Have you seen satellites zipping across the sky, taking minutes to travel from horizon to horizon? They appear tranquil but in reality are moving at hundreds of kilometers per second!
Just as different seats in a theater offer different viewpoints of an event, different Earth orbits provide satellites with varied perspectives of our planet. Some satellites may appear to remain stationary over a single location while others zoom all around it quickly covering many regions within a day.
Between low-orbit and geostationary (GEO), satellites can be found in a medium-Earth orbit (MEO). MEO satellites offer the ideal balance for coverage area and data transmission rates while being less susceptible to space debris that flies through other orbits.
Navigation and communication satellites employ MEO for navigation and communication purposes, with Global Positioning System being one of the best-known examples. The US Space Force operates 24 GPS satellites in this orbit along with European Union Galileo and China BeiDou systems to transmit signals that receivers on Earth triangulate to determine their position, velocity and time data; additionally these systems offer sensors which monitor weather phenomena as well as natural events.
LEO satellites are much closer to Earth, making transmission easier. Their speeds and latency rates are therefore faster, with lower latency levels; however, more LEO devices must be launched to cover any given region.
Spacecraft in this orbit usually travel over the polar regions or are placed into Sun-synchronous orbit (SSO), keeping their bodies aligned with the sun so that they can observe a specific spot on earth each day – providing vital weather and traffic monitoring capabilities.
Satellites orbit the Earth quickly – one complete orbit takes just 90 minutes – which allows them to be launched more cost effectively and rapidly, but exposes them to atmospheric drag that degrades their orbital energy over time. Therefore, it’s vital for satellite operators to have plans in place for safe deorbiting or reentry at the end of their operational lives in order to minimize space debris buildup.
Geostationary orbits ensure that satellites always pass over a specific point on Earth’s surface and have zero eccentricity or inclination; their path follows Earth’s rotational direction precisely.

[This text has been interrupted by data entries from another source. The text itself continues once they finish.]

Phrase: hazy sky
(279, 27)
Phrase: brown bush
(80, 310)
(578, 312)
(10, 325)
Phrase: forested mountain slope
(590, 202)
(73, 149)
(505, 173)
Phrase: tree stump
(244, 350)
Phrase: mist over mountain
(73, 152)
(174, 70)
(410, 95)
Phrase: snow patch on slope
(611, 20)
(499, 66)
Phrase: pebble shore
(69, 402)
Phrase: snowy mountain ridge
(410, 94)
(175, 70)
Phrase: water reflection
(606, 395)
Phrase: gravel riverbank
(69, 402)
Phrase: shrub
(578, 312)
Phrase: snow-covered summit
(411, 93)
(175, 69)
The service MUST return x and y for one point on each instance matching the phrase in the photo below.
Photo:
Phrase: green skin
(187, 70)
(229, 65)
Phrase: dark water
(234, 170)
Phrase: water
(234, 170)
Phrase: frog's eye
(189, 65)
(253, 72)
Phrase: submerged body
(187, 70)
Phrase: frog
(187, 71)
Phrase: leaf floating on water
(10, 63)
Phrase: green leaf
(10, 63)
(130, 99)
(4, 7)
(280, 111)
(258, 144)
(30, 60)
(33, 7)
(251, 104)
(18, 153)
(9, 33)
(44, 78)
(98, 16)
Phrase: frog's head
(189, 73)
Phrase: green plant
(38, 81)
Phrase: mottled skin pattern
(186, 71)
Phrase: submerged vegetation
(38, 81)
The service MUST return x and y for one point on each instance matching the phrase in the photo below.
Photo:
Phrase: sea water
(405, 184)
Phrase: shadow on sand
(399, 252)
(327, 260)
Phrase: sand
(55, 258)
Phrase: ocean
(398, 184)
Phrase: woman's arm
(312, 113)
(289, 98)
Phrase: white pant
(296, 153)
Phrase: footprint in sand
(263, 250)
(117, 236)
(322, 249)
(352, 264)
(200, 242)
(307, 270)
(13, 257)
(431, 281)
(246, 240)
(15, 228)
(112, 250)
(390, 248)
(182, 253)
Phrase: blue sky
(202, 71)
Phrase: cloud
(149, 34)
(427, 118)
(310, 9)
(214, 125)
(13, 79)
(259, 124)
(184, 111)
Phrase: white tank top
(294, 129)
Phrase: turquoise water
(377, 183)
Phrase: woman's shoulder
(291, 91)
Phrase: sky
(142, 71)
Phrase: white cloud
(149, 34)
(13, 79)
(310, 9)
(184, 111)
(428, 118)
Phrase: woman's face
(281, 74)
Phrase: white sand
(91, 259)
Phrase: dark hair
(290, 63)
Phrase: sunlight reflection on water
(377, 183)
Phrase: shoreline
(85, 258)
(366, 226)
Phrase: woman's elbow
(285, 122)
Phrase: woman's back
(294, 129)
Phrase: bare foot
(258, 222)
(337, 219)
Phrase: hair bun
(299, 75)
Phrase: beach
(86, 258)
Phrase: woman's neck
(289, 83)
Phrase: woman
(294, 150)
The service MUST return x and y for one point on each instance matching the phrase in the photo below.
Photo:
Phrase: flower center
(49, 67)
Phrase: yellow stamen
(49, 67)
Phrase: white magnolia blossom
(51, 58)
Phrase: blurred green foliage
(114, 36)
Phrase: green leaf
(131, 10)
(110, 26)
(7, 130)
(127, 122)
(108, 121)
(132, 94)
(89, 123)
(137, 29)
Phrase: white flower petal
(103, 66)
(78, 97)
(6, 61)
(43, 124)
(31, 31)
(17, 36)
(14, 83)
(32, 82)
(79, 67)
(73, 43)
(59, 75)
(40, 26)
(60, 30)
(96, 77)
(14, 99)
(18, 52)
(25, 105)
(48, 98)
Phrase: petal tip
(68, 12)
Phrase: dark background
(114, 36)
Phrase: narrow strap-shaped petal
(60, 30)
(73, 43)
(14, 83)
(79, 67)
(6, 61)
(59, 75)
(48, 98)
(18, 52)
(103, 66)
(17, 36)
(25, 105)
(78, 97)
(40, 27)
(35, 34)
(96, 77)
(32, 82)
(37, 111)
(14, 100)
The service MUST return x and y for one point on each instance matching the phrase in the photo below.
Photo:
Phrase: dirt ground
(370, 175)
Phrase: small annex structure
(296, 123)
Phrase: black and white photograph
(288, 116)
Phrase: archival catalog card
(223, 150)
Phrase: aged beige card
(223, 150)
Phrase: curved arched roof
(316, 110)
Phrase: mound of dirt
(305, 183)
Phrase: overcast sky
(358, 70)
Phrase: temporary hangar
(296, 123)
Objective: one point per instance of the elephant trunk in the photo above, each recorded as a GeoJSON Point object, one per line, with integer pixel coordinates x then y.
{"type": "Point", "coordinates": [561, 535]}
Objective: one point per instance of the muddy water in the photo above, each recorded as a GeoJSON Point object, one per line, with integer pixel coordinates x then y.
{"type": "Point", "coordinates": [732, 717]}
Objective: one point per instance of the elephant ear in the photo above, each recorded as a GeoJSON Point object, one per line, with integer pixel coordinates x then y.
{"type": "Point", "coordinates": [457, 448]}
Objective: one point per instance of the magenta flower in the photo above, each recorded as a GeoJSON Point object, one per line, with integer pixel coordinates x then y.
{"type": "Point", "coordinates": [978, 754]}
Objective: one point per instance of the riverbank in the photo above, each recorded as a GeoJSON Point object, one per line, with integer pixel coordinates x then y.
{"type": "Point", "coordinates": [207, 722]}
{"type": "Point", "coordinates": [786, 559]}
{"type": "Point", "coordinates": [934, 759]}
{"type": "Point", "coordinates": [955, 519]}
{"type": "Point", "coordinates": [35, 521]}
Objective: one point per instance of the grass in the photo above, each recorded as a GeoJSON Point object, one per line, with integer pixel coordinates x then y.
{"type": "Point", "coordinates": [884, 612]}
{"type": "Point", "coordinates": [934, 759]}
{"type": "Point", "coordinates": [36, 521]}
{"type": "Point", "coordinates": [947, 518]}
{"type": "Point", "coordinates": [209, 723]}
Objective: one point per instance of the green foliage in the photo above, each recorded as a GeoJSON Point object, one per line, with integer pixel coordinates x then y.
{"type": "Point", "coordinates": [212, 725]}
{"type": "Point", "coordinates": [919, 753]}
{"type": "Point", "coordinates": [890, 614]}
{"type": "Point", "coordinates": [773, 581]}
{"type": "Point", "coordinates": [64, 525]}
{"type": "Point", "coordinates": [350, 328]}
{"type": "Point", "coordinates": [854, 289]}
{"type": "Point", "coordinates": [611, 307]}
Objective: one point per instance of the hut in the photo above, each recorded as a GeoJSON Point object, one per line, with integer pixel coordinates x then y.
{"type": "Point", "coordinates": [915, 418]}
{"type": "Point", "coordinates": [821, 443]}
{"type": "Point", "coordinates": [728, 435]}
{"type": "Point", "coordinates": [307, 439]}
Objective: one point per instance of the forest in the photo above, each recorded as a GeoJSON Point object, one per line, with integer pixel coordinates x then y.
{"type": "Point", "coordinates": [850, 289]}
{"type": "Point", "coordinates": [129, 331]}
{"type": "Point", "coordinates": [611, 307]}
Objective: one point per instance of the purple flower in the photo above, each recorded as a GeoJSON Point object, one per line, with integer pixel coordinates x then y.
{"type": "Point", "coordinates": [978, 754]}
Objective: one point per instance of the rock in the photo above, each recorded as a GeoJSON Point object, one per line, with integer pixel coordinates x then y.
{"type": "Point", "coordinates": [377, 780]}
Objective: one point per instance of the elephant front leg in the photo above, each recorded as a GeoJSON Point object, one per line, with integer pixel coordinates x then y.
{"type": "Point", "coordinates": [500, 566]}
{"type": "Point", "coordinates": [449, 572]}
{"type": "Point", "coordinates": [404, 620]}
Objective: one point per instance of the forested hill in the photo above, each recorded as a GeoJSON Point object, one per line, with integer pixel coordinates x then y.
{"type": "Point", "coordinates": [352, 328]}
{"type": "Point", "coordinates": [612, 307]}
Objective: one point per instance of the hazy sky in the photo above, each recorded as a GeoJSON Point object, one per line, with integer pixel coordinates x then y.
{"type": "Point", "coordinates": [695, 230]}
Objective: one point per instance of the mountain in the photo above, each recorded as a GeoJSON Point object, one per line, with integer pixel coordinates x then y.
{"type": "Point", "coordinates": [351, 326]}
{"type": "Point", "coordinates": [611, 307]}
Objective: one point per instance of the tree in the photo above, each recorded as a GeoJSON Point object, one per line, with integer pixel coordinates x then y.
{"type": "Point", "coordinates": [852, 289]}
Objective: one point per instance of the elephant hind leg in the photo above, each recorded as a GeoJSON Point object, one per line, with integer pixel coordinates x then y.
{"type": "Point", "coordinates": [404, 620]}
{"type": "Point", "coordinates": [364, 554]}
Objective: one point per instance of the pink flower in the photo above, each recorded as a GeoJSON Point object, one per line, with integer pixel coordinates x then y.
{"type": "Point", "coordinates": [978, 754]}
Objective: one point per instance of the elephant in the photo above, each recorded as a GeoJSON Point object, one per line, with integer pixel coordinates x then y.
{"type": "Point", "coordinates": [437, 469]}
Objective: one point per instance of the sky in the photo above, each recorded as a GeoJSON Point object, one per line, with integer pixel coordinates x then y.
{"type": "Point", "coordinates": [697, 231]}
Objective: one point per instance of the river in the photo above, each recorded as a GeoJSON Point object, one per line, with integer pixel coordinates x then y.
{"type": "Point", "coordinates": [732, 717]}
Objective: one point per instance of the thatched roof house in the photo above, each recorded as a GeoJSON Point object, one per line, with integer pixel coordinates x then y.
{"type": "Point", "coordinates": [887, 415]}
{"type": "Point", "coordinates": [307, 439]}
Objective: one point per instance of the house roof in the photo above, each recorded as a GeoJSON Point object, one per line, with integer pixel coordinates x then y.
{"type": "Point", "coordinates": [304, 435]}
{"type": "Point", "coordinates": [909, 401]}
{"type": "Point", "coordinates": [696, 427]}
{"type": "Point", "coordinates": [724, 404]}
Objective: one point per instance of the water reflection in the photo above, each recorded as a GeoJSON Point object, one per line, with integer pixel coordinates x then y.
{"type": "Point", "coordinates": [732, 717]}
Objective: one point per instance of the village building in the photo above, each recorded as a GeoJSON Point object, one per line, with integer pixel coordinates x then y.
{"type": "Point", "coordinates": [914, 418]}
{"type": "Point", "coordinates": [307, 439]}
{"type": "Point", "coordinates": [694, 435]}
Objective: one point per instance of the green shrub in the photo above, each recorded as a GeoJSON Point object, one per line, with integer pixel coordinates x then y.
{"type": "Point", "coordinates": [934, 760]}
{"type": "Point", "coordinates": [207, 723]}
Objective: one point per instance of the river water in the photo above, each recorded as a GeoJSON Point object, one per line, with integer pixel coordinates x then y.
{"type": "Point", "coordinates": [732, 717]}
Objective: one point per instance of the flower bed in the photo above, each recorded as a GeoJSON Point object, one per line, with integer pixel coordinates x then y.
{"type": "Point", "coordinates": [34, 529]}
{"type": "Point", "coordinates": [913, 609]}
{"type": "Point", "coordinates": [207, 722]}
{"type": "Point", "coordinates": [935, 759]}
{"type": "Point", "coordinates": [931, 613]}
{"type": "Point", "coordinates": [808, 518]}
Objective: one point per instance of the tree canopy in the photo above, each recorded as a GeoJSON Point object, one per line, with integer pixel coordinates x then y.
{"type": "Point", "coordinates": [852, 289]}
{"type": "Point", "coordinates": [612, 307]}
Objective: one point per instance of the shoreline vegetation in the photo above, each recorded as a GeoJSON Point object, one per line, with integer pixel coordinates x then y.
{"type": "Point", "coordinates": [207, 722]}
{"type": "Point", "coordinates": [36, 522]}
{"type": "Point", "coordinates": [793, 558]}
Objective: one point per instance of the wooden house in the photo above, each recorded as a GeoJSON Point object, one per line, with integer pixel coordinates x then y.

Geostationary satellites are ideal for transmitting communications signals between Earth and its satellites, with one orbital position covering nearly three quarters of the globe in just one line-of-sight path – which explains why telecom companies often launch multiple such satellites simultaneously.
Weather satellites often orbit in geostationary orbit, as this allows them to continuously observe one region of Earth. This is made possible through Lagrange points where Earth and Sun’s gravity combine, permitting satellites to remain fixed relative to Earth – such as those employed by NOAA’s two GOES systems (Geostationary Operational Environmental Satellite).
Highly Elliptical Orbit
Molniya orbits are highly elliptical orbits which follow an oval path around Earth. Moving more quickly at its closest approach – known as perigee – and more slowly when further from home – or its apogee. These types of orbits are common among communications satellites as it keeps them visible for extended periods and only out of reach for brief times during each orbital pass.
An ellipse is defined by its major and minor axes; distance from any point on an orbit to its center equals semimajor axis while from same point to apogee equals eccentricity (e). For HEO orbits, these values are respectively 0.55 for both parameters.